Skip to content

Exercise session 1

  • Exercise materials in /project/project_465000524/exercises/HPE/day1/ProgrammingModels for the lifetime of the project and only for project members.

    See /project/project_465000524/exercises/HPE/day1/ProgrammingModelExamples_SLURM.pdf

  • Permanent archive on LUMI:

    • Exercise notes in /appl/local/training/4day-20230530/files/LUMI-4day-20230530-Exercises_HPE.pdf

    • Exercises as bizp2-compressed tar file in /appl/local/training/4day-20230530/files/LUMI-4day-20230530-Exercises_HPE.tar.bz2

    • Exercises as uncompressed tar file in /appl/local/training/4day-20230530/files/LUMI-4day-20230530-Exercises_HPE.tar

Q&A

  1. sprun command in the very end of the exercise pdf, is that a typo ?

    **Answer** Yes
    
  2. I have following modules loaded on a GPU node:

    Currently Loaded Modules:
      1) init-lumi/0.2     (S)   4) cce/15.0.0         7) libfabric/1.15.2.0  10) cray-libsci/22.12.1.1    13) rocm/5.2.3
      2) lumi-tools/23.04  (S)   5) craype/2.7.19      8) craype-network-ofi  11) PrgEnv-cray/8.3.3
      3) ModuleLabel/label (S)   6) cray-dsmml/0.2.2   9) cray-mpich/8.1.23   12) craype-accel-amd-gfx90a
    

    When I compile the pi_hip target, I get a warning:

    No supported cpu target is set, CRAY_CPU_TARGET=x86-64 will be used.
    
    Is this ok, am I missing a module to set this variable, or should it be set manually?

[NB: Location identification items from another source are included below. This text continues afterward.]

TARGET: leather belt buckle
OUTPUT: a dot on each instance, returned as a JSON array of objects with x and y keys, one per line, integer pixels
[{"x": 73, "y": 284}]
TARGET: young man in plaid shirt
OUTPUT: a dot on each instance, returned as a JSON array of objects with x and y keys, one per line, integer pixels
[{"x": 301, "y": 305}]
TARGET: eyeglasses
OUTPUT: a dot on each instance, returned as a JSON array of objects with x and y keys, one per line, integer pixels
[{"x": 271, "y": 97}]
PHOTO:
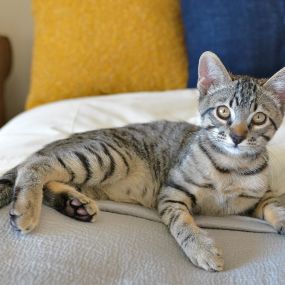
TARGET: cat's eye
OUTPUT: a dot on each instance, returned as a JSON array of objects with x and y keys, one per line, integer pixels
[
  {"x": 259, "y": 118},
  {"x": 223, "y": 112}
]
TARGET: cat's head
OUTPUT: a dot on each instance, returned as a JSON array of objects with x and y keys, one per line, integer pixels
[{"x": 240, "y": 113}]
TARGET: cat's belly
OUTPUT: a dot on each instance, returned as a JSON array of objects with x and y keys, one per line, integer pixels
[{"x": 221, "y": 204}]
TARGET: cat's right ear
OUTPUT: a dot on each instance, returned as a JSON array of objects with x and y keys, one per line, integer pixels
[{"x": 211, "y": 71}]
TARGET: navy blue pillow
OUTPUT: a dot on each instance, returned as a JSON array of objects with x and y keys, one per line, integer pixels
[{"x": 247, "y": 35}]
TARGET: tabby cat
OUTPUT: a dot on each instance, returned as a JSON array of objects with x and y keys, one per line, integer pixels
[{"x": 220, "y": 168}]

    Answer Can you try with a fresh shell? I've just tried and it works:

    > module load craype-accel-amd-gfx90a rocm
    > make acc
    cc -o pi_openmp_device pi_openmp_device.c -fopenmp
    CC -xhip -o pi_hip pi_hip.cpp
    In file included from pi_hip.cpp:9:
    
    Ignore the warnings...

  3. With lumi_c.sh, PrgEnv-cray, craype-x86-milan, craype-accel-host: C_timers/pi_mpi compiles, but running it results in:

    MPICH ERROR [Rank 0] [job id 3605521.0] [Tue May 30 12:41:09 2023] [nid002042] - Abort(-1) (rank 0 in comm 0): MPIDI_CRAY_init: GPU_SUPPORT_ENABLED is requested, but GTL library is not linked
    (Other MPI error)
    
    aborting job:
    MPIDI_CRAY_init: GPU_SUPPORT_ENABLED is requested, but GTL library is not linked
    
    (serial and openmpi tests worked fine)

    Answer Could you list your modules? You should not use craype-accel-host if you are running a CPU code on LUMI_c.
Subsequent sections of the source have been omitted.